Scontri tra tifosi
Scontri tra tifosi

Milano, 8 gennaio 2019 - Farà ricorso al tribunale del Riesame per chiedere la scarcerazione, Marco Piovella, uno dei capi della curva nord interista, tra i quattro arrestati per rissa aggravata nell’inchiesta sugli scontri tra ultras scoppiati in via Novara, lo scorso 26 dicembre che hanno portato alla morte di Daniele Belardinelli, detto Dede. Lo ha annunciato uno dei suoi legali, l’avvocato Mirko Perlino, dopo che ieri il gip Guido Salvini ha respinto l’istanza di domiciliari presentata dalla difesa. L’istanza di scarcerazione, stando a quanto chiarito dal legale Perlino, che difende Piovella assieme all’avvocato Carlo Melzi D’Eril, sarà depositata al Riesame nei prossimi giorni. A parte «il rammarico dimostrato negli interrogatori per la morte dell’amico», scrive il gip, «dovuta peraltro a fatti che egli stesso ha contribuito in modo importante a generare, non vi è stato da parte dell’indagato alcun cenno di riflessione critica sulle condotte proprie del mondo di cui fa parte con un ruolo di leadership».

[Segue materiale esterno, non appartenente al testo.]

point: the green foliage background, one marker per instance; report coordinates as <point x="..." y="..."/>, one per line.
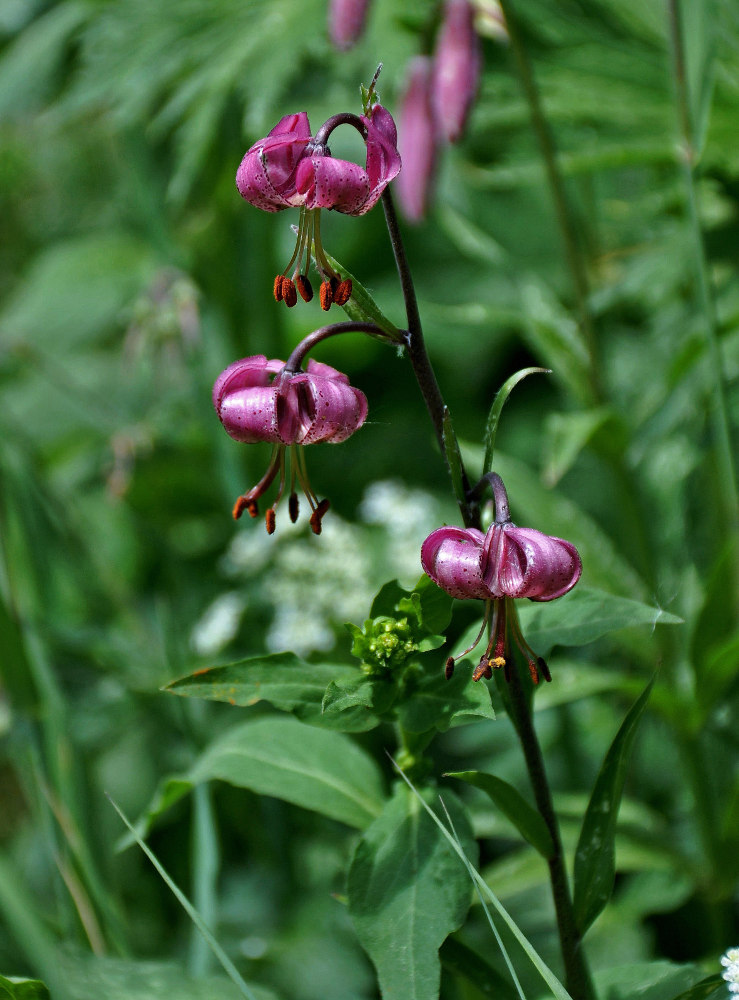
<point x="131" y="274"/>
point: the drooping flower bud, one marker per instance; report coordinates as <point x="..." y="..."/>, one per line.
<point x="457" y="66"/>
<point x="417" y="140"/>
<point x="346" y="20"/>
<point x="291" y="169"/>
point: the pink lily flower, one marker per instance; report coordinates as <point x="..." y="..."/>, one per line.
<point x="291" y="169"/>
<point x="505" y="564"/>
<point x="457" y="66"/>
<point x="260" y="400"/>
<point x="417" y="140"/>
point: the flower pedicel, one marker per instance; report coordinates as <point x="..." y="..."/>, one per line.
<point x="289" y="168"/>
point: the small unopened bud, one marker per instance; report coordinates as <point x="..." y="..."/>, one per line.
<point x="289" y="294"/>
<point x="244" y="503"/>
<point x="304" y="287"/>
<point x="483" y="669"/>
<point x="343" y="292"/>
<point x="317" y="515"/>
<point x="326" y="295"/>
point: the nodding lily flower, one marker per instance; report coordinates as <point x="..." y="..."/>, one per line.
<point x="289" y="168"/>
<point x="417" y="139"/>
<point x="456" y="68"/>
<point x="506" y="563"/>
<point x="261" y="400"/>
<point x="346" y="19"/>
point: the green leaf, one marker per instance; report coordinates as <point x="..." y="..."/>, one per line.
<point x="279" y="756"/>
<point x="375" y="694"/>
<point x="512" y="804"/>
<point x="582" y="616"/>
<point x="711" y="988"/>
<point x="362" y="308"/>
<point x="433" y="702"/>
<point x="465" y="962"/>
<point x="309" y="767"/>
<point x="407" y="892"/>
<point x="23" y="989"/>
<point x="501" y="397"/>
<point x="281" y="679"/>
<point x="595" y="857"/>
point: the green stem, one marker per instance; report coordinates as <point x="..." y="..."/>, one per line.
<point x="563" y="211"/>
<point x="716" y="383"/>
<point x="421" y="363"/>
<point x="577" y="973"/>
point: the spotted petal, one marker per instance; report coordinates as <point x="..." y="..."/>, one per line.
<point x="523" y="562"/>
<point x="451" y="557"/>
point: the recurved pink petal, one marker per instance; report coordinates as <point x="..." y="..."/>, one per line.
<point x="523" y="562"/>
<point x="328" y="182"/>
<point x="253" y="371"/>
<point x="451" y="557"/>
<point x="326" y="371"/>
<point x="383" y="159"/>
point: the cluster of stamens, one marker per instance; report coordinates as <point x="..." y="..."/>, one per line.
<point x="248" y="501"/>
<point x="333" y="290"/>
<point x="497" y="656"/>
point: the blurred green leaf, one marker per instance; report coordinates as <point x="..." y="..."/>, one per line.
<point x="566" y="434"/>
<point x="312" y="768"/>
<point x="509" y="800"/>
<point x="433" y="702"/>
<point x="123" y="979"/>
<point x="584" y="615"/>
<point x="595" y="857"/>
<point x="407" y="892"/>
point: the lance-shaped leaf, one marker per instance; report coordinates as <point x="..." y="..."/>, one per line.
<point x="22" y="989"/>
<point x="407" y="893"/>
<point x="595" y="857"/>
<point x="491" y="428"/>
<point x="514" y="806"/>
<point x="281" y="679"/>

Piovella, 34 anni, fa parte del cosiddetto “Direttivo degli Ultras della curva Nord in rappresentanza dei Boys” e che ha concorso «a tutte le più importanti decisioni che riguardavano l’attività di tali gruppi». Riguardo alle «condizioni legittimanti il mantenimento della custodia cautelare in carcere» per il capo curva, detto “il Rosso”, il gip ricorda che Piovella è indagato per rissa aggravata «punibile sino a cinque anni di reclusione e che l’episodio concretamente si pone a livelli molto elevati di gravità».

Inoltre, a prescindere dall’iscrizione nel registro degli indagati per omicidio volontario (i pm hanno iscritto per questo reato, anche a garanzia, tutti coloro che erano presenti agli scontri), Piovella è accusato anche di «lesioni volontarie» e dell’utilizzo «in concorso con gli altri aggressori, di razzi, petardi, bastoni e coltelli nell’ambito di una manifestazione sportiva», oltre che di «porto di bastoni e coltelli». Da ciò deriva che «è prospettabile l’irrogazione nei suoi confronti di una pena non inferiore a tre anni di reclusione, circostanza quindi che legittima il mantenimento della misura cautelare più grave». Per il gip non ci sono elementi che «rendano possibile l’applicazione» dei domiciliari, misura che «per le caratteristiche dei mezzi di comunicazione attuali, non sarebbe in alcun modo sufficiente a troncare i rapporti fra l’indagato il suo ambiente».